Bill sauntered past him. ‘Some nice clothes you got in that closet,’ he commented. ‘Might help myself to a few things. To tide me over before I come back with my pals.’ He looked over his shoulder. ‘And don’t think I won’t find you if you run away, Joshua. Because I will. I tracked you down here and I’ll track you down again. Toodle pip, son. Don’t let the bed bugs bite and all that shit.’
JJ stood still while his father walked to the front door, then he heard it bang. He walked to the door and locked it up, with all the bolts and chains. Then he slid down the door to the floor and sat there, in shock. Tears were rolling down hi
s cheeks. What the fuck was he supposed to do now?

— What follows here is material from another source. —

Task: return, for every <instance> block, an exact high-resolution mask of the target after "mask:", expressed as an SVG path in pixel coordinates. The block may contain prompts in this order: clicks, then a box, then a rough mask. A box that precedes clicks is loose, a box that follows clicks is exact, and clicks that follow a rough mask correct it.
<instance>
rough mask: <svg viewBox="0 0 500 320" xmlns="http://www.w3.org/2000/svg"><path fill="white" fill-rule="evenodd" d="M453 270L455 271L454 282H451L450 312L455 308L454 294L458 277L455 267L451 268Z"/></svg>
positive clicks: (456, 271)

He and Connie would never be together, even if they might still be in love. And his dad was back in his life. He was back and he wanted JJ all to himself again and he would do it, doing whatever it took to make that happen.

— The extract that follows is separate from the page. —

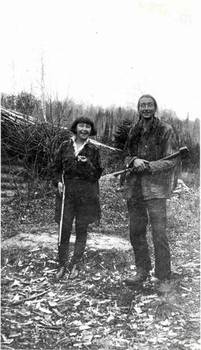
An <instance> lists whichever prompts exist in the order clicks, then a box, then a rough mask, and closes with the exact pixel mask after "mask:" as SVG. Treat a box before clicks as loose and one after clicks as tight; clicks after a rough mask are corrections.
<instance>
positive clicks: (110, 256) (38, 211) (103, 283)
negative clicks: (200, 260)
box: [1, 182, 200, 350]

Could he go to the police? Would they even believe him? It was so long ago and they would ask why he hadn’t reported him years before. JJ got up and walked back to the kitchen. He opened a cupboard and took out a bottle of whiskey. Cracking it open, he grabbed a glass and poured a huge measure into it. Drank it down in one. Poured another. And another.

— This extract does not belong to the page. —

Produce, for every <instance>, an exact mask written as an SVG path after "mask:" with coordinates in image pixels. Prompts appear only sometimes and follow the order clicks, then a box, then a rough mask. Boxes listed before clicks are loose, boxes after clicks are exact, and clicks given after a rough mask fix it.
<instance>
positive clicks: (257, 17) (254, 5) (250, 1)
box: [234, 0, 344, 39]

There was only one way out of this situation, and out of the future that had now presented itself. And JJ was going to take it.
Falling
Jonas couldn’t understand why JJ hadn’t responded to his text. It had been a pretty strong text – one that demanded an answer. Jonas wasn’t sure that he would ignore a text saying ‘Hey. Did you know that my daughter is actually your daughter?’ He sent another text to JJ, one that was even more obvious, but quite frankly, Jonas had far bigger things to worry about. He had hit rock bottom. And Jonas was fairly sure he didn’t have it in him to care about any of it. What did any of this matter anymore?
* * *
Connie sat in the garden smoking a cigarette in shock. She had never felt so wretched in her life. She had thought she was doing the right thing not letting on that she thought JJ was Bella’s father all those years ago. But seeing Jonas’s reaction… God. How awful. Poor Jonas. Connie had no idea what was going to happen now. Would Jonas tell JJ? And if so, what would JJ do? How would he feel? Connie felt panicked. She wanted to talk to someone, but she wasn’t sure who could help her anymore. Connie dissolved into tears, hating herself. She could only think that everyone – Jonas, JJ, Bella – wouldn’t want her around anymore. How could she put any of this right? Should she try, or should she just disappear?